I can claim not to have a best-loved child but one of my kids just said his first favorite thing is cleaning and his second favorite is reading so you know I am lying if I deny it
We’ve all got that one family member who’s an embarrassment and this restraining order suggests my family’s settled on me.
My fly was down the entire day & I didn’t notice. So I’m taking him out for drinks after work. Hopefully that’ll help cheer him up a bit.
A “beyond burger” implies the existence of a “bed burger ” and a “bath burger”
He hid my gift in the laundry room in hopes that I wouldn’t find it
The right person will know this subtweet is about them.
Twitter is like a rocking chair.
It gives you something to do
and takes you nowhere
I saved $38 by moving the fish tank in front of the TV during “Ellen” and telling my kids it was Finding Dory.
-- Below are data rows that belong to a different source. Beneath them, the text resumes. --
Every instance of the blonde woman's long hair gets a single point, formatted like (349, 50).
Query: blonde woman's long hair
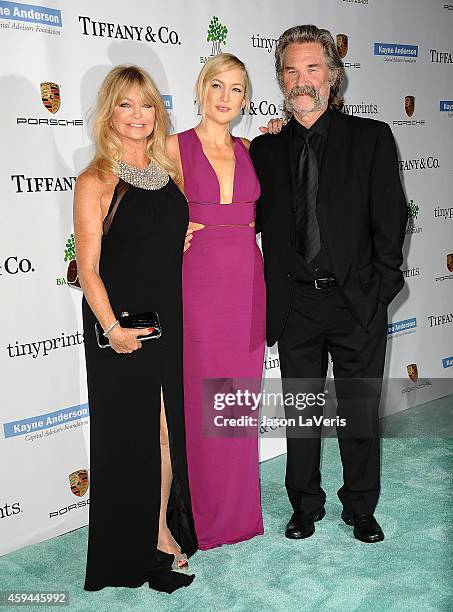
(108, 148)
(213, 67)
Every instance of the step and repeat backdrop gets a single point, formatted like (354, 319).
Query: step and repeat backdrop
(398, 58)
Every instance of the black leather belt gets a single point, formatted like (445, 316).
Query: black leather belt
(325, 283)
(321, 283)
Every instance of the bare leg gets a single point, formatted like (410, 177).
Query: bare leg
(166, 541)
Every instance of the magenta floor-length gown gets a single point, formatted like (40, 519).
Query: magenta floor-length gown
(224, 336)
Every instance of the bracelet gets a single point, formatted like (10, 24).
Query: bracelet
(110, 327)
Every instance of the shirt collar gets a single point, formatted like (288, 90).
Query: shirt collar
(320, 126)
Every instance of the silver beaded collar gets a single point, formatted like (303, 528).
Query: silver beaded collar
(152, 177)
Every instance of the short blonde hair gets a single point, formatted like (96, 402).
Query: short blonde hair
(213, 67)
(114, 88)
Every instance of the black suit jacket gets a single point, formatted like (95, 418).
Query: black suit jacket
(363, 214)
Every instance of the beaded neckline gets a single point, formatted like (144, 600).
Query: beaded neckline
(152, 177)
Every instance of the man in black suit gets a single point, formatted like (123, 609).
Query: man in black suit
(332, 216)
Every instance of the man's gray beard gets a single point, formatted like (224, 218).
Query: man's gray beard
(319, 102)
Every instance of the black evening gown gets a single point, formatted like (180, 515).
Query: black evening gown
(140, 265)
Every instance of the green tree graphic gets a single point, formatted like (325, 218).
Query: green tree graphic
(217, 35)
(69, 253)
(412, 209)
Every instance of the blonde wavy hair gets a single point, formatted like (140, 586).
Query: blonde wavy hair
(213, 67)
(108, 148)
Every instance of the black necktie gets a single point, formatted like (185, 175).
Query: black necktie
(308, 242)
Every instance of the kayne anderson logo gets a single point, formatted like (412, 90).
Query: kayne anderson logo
(446, 106)
(396, 52)
(409, 108)
(343, 48)
(422, 163)
(398, 328)
(51, 100)
(151, 34)
(47, 424)
(30, 18)
(447, 362)
(362, 108)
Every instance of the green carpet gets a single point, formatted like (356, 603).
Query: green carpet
(410, 570)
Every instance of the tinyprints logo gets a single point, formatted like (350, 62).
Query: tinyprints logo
(42, 422)
(401, 326)
(446, 106)
(395, 52)
(15, 13)
(447, 362)
(72, 276)
(216, 35)
(168, 101)
(412, 214)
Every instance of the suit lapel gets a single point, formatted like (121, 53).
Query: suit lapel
(334, 166)
(283, 161)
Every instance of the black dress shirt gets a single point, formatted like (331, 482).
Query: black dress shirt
(320, 266)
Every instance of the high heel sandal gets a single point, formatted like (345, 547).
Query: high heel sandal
(177, 566)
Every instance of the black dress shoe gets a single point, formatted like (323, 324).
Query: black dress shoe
(302, 524)
(366, 527)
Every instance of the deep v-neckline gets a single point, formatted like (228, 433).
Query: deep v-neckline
(215, 173)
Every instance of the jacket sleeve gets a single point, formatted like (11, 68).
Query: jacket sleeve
(256, 156)
(388, 215)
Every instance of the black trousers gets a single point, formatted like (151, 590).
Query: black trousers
(319, 323)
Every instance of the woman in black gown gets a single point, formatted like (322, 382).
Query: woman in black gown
(130, 221)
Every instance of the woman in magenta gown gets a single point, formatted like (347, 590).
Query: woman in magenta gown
(223, 302)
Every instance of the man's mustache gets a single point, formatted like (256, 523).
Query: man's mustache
(305, 90)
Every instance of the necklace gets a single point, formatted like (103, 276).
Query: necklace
(152, 177)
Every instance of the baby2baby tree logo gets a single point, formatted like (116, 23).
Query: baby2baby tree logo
(216, 35)
(72, 277)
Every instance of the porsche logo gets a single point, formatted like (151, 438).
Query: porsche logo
(412, 372)
(409, 105)
(78, 481)
(450, 262)
(342, 45)
(50, 96)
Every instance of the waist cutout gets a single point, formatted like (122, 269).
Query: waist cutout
(222, 214)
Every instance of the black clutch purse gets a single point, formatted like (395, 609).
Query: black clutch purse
(145, 320)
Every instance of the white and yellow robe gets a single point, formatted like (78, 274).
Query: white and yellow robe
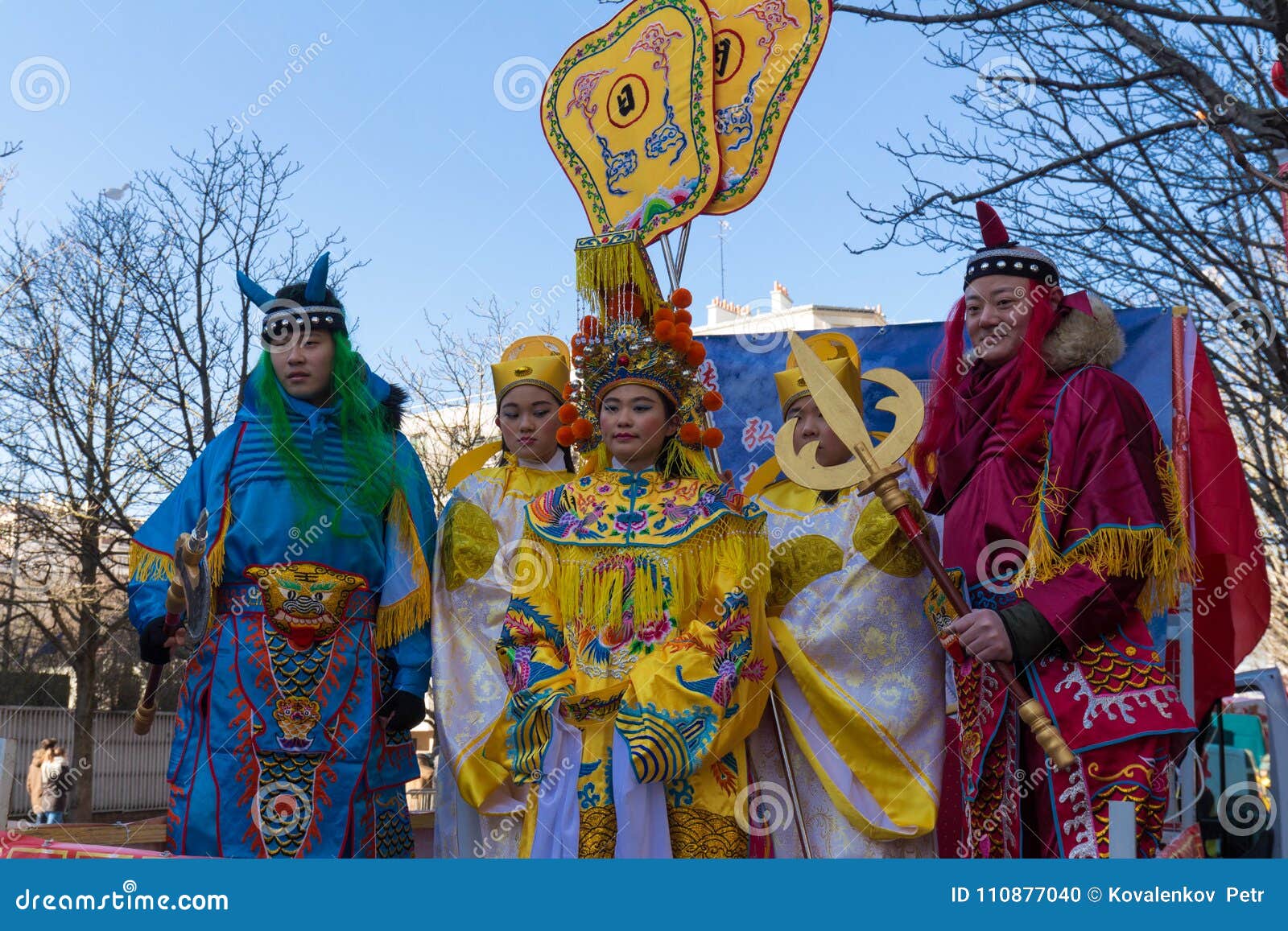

The word tag is confusing. It can mean spray paint or touch someone & they’re it. Either way, there’s a purple kid in my neighborhood now
[Comes home and wife is laying in bed with Another Man]
“Hey”
Hi
“Can I ask you something?”
Yup
“Why’d you name the dog ‘Another Man’ babe?”
velma: another mystery solved gang. there’s no such thing as the supernatural, just ol’ fashioned trickery
scooby doo, the talking dog: rol’ rashioned rickery
Oh no Facebook user numbers are down for the first time ever. At this difficult time our thoughts are obviously with Mark Zuckerberg. Those thoughts are:
1. Ha
2. Ha
3. Ha
If ghosts are real, then why aren’t any of them pantsing people
when i was little, a friend’s mom snapped at me and asked if i was medicated. when i said no she was like, “well, you should be!” and if i saw that woman today, i’d look her right in her mean face and say, “damn, brenda, you straight up called that one.”
ACED my prostate exam!
Karen: Are we ok?
Me: [removes earbud] Yes.
Karen: It’s just that you named a Spotify playlist “LET’S GET DIVORCED”
If you feel trapped in your body with no way out, just think about that guy in the middle of a conga line.
Stop calling it “sweater weather” and call it what it really is, “I don’t have to shave my legs for 6 months weather.”
The biggest myth about travel is “packing light” – don’t bother! Light is available from the sun and artificial sources worldwide.